We see spectators at a cricket oval with the wire from transistor earpieces hanging under their sunhats. We know people who watch coverage at home with the television sound off and the radio commentary in its place. We sit in the park or at the beach listening to the cricket and feeling we are there.
Radio cricket commentary is aural imagery – word pictures that add a unique layer to play.
And, in this country, we are blessed with some of its masters in commentators like Jeremy Coney, Bryan Waddle and, before them, Iain Gallaway. Radio commentators have been creating those aural images for almost a century in this country. In the 1920s sports editor Alan Allardyce overcame the short-lived Radio Broadcasting Company’s reluctance and introduced cricket to the station’s fledgling sports line-up. He recalled in Patrick Day’s book The Radio Years: “They couldn’t imagine how you could make cricket interesting.” That is precisely what our cricket commentators have been doing since 1927. And they have been augmented during international tours by the best in the world.
The danger now is that Cricket New Zealand will come to an arrangement with its new television partner Spark Sport to repurpose the television commentary for audio streaming on Spark digital services.
Television commentators speak to the pictures that are being simultaneously transmitted. They do not attempt to tell viewers what they can see for themselves. Nor should they.
However, remove the video and you take away the very dimension that radio commentators expertly construct.

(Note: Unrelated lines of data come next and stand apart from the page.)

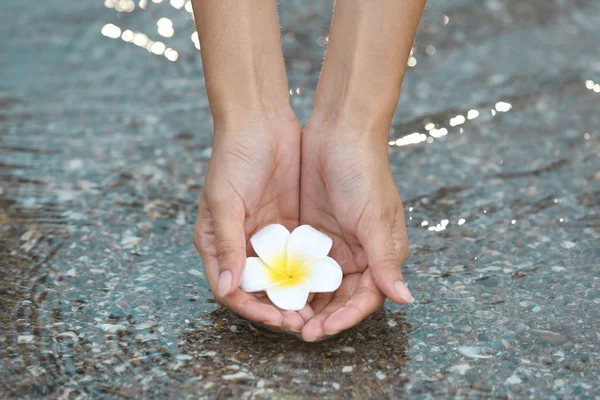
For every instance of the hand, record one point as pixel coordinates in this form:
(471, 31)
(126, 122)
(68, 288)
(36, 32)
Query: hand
(348, 192)
(252, 181)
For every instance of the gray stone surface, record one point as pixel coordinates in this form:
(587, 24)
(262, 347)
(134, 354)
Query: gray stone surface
(103, 147)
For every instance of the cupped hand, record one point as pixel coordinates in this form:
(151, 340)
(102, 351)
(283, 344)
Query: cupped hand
(252, 181)
(348, 192)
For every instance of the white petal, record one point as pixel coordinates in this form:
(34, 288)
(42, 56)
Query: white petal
(270, 243)
(305, 243)
(290, 297)
(256, 276)
(324, 274)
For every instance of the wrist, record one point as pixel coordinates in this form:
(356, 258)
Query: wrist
(355, 101)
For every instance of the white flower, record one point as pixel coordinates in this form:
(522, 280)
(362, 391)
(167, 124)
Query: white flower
(289, 266)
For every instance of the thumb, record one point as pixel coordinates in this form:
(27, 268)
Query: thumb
(230, 245)
(385, 261)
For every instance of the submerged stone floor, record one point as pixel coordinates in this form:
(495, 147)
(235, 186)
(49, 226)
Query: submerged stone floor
(103, 148)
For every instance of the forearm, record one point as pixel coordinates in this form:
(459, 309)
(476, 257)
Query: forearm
(242, 59)
(369, 45)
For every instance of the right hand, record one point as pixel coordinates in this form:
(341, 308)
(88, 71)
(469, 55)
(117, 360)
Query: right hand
(252, 181)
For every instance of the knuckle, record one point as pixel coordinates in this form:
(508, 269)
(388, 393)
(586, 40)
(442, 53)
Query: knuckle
(226, 250)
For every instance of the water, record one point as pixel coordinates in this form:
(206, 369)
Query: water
(495, 148)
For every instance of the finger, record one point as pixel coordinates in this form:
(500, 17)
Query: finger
(313, 329)
(249, 307)
(292, 321)
(385, 260)
(367, 299)
(321, 301)
(306, 313)
(230, 245)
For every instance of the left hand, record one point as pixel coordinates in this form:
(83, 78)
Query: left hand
(347, 191)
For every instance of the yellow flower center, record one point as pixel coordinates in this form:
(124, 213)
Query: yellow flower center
(287, 272)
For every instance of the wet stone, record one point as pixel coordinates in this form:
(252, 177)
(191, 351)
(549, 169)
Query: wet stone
(104, 152)
(553, 338)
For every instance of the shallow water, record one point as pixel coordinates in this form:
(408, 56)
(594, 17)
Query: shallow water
(495, 147)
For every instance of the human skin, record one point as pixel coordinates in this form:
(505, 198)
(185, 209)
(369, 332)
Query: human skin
(347, 189)
(334, 176)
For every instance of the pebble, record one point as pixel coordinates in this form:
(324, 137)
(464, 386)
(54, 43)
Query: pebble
(460, 368)
(550, 337)
(110, 328)
(472, 352)
(145, 325)
(72, 335)
(236, 376)
(25, 338)
(513, 379)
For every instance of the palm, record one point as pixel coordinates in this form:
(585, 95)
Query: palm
(343, 192)
(252, 181)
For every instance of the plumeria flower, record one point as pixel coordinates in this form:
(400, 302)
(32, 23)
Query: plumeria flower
(289, 266)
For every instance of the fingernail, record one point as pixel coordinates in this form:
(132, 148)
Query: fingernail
(224, 283)
(403, 292)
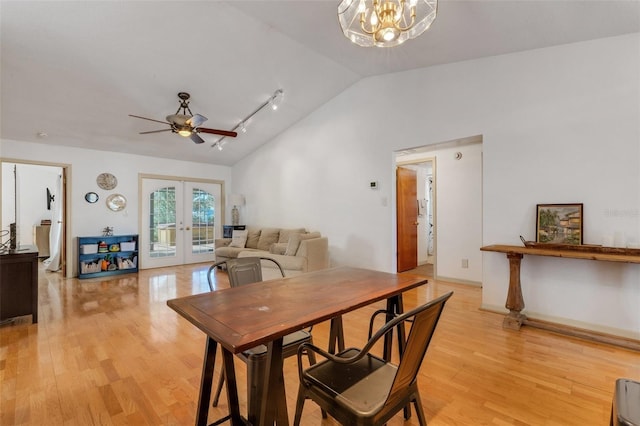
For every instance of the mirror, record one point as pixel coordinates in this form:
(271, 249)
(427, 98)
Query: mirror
(116, 202)
(91, 197)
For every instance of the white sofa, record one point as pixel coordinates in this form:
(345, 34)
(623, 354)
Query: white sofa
(297, 250)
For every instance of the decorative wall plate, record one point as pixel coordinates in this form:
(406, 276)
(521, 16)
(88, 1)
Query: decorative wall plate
(106, 181)
(116, 202)
(91, 197)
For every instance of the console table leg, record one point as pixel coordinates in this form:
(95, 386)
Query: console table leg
(515, 302)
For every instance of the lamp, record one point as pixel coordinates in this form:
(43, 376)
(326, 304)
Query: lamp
(385, 23)
(274, 101)
(236, 200)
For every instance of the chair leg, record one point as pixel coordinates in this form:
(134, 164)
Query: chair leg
(216, 398)
(300, 405)
(312, 361)
(422, 420)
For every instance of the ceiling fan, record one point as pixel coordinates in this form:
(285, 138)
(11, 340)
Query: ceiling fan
(186, 125)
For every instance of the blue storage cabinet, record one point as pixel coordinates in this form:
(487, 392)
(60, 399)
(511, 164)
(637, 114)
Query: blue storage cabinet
(121, 254)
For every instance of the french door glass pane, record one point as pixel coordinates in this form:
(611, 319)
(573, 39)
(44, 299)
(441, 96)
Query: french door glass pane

Replace radio commentary with that digital audio stream of Spark Sport television match calling and you substitute cost-free broadcasting with cellular data caps and battery drain on notoriously ‘hungry’ smartphones. I am as likely to sit listening to a whole day of image-dependent cricket on my iPhone as I am opening for England.
Someone must get Radio Sport’s owner and Cricket New Zealand back to the negotiating table.
Mystery inside an enigma
I thought I knew Murray Mason as well as most people who had worked with him. I now know I knew him not at all.
He died last August, a 79-year-old former journalist with a drinking problem. There are a few of them around and his death could have merited no more than the paragraph some journalists receive on their passing, if it is acknowledged at all.
However, Mason was found face down in a shallow creek in the Auckland Domain and the circumstances of his death were only the beginning of a mystery that writer Steve Braunias attempted to unravel.
Braunias found his estranged family, found others he had let down, and found those whose superficial acquaintance – often at the end of the bar in the Albion Hotel – was as much as Mason was prepared to give.
Thanks to Steve Braunias – one of the most talented writers in New Zealand journalism today – I have many more details of the events in Mason’s life and if anyone could have found the man, it was Braunias. Yet he failed.
I hesitate to use that word because to say that he failed does a disservice to the diligence of his search and the craftsmanship of his writing over three pages in last Saturday’s Weekend Herald. Ultimately Braunias was unable to tell us who Mason really was, but the search ended with a startling discovery: He wasn’t Murray Mason. He was, in fact, Murray Edward Wyatt.
It is deeply frustrating to journalists that there are some people in this world who, like Churchill’s Russia, remain a riddle wrapped in a mystery inside an enigma. Murray Mason (Wyatt) was one of them.